A violência obstétrica refere-se à prática de medidas que desconsideram a vontade da genitora podendo ocorrer em todos os estágios da gestação. Dessa forma, esse tipo correponde a uma falha existente no acompanhamento do pré-natal, visto que nas consultas de rotina deve ser discutido com a paciente todas as formas de parto, incluindo as vantagens e desvantagens de cada intervenção. e ainda definiros cuidados no pós-parto. Assim, a paciente poderá elaborar um plano de parto seguro, conforme preconiza a Lei Federal nº 11.108/2005.
Por outro lado, é válido ressaltar que as pacientes possuem o direito de serem acompanahdas durante o parto e o puerpério por pessoa de sua livre escolha e não necessariamente o pai da criança.

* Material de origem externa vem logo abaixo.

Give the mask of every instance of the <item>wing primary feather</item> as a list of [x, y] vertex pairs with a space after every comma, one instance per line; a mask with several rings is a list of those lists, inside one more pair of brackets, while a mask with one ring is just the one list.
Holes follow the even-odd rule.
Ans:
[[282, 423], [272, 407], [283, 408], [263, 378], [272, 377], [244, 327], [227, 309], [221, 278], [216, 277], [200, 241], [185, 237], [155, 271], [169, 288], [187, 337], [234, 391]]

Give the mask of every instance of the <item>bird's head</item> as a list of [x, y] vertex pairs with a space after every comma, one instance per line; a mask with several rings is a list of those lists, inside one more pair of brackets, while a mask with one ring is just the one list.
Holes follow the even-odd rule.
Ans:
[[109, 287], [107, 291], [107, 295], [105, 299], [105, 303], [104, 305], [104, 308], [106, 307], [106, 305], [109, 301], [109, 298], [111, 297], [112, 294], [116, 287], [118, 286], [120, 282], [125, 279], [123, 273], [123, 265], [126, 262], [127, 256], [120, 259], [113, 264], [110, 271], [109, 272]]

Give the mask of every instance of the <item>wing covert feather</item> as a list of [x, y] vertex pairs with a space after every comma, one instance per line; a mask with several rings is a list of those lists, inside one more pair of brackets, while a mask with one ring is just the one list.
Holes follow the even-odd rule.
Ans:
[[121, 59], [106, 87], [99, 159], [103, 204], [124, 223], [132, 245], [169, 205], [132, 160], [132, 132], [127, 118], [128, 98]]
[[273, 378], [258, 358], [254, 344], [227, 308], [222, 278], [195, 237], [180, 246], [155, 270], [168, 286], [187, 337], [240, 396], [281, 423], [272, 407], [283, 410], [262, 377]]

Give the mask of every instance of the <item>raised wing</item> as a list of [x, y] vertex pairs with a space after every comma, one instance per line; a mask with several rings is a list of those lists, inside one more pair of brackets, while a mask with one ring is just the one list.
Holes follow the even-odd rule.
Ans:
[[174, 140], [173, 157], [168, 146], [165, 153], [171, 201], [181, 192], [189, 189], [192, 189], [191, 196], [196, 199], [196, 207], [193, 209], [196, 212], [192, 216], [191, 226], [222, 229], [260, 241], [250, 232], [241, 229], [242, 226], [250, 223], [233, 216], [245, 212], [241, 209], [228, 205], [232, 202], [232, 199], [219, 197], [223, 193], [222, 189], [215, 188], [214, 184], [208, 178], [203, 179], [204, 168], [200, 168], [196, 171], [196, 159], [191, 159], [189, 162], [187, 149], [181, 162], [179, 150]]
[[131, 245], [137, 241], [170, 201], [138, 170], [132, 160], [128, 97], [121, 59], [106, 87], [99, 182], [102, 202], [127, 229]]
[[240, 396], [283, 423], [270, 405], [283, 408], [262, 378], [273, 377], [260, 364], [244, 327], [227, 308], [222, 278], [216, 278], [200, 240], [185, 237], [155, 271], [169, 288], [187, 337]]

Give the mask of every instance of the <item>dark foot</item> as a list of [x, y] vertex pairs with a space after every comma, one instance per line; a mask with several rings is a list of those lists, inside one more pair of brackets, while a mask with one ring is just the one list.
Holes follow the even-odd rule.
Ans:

Ademais, tanto a rede pública de saúde quanto a rede privada de assistência devem oferecer às mães com deficiências profissionais treinados e capazes de promover suporte, como por exemplo, tradutores e intérpretes de língua de sinais.
Embora no ano de 2023, tenha ocorrido a promulgação da Lei Federal nº 14.737 que ampliou a permissão de acompanhantes às pacientes atendidas nos serviços de saúde para inibir casos de violência, ainda podem ser adotadas novas medidas eficaz no combate dessa triste realidade. Logo, o Ministério da Saúde por meio da sua ministra Nísia Trindade, deve promover parcerias com os conselhos de classes profissionais principalmente aqueles que atuam diretamente nessas fases gestacional e de puerpério, tais como (Medicina, Enfermagem e Fonoaudiologia) para capacitar os profisisonais e conscientizar da necessidade de todos as ações no exercício ocupacional serem pautadas nos princípios da dignidade humana.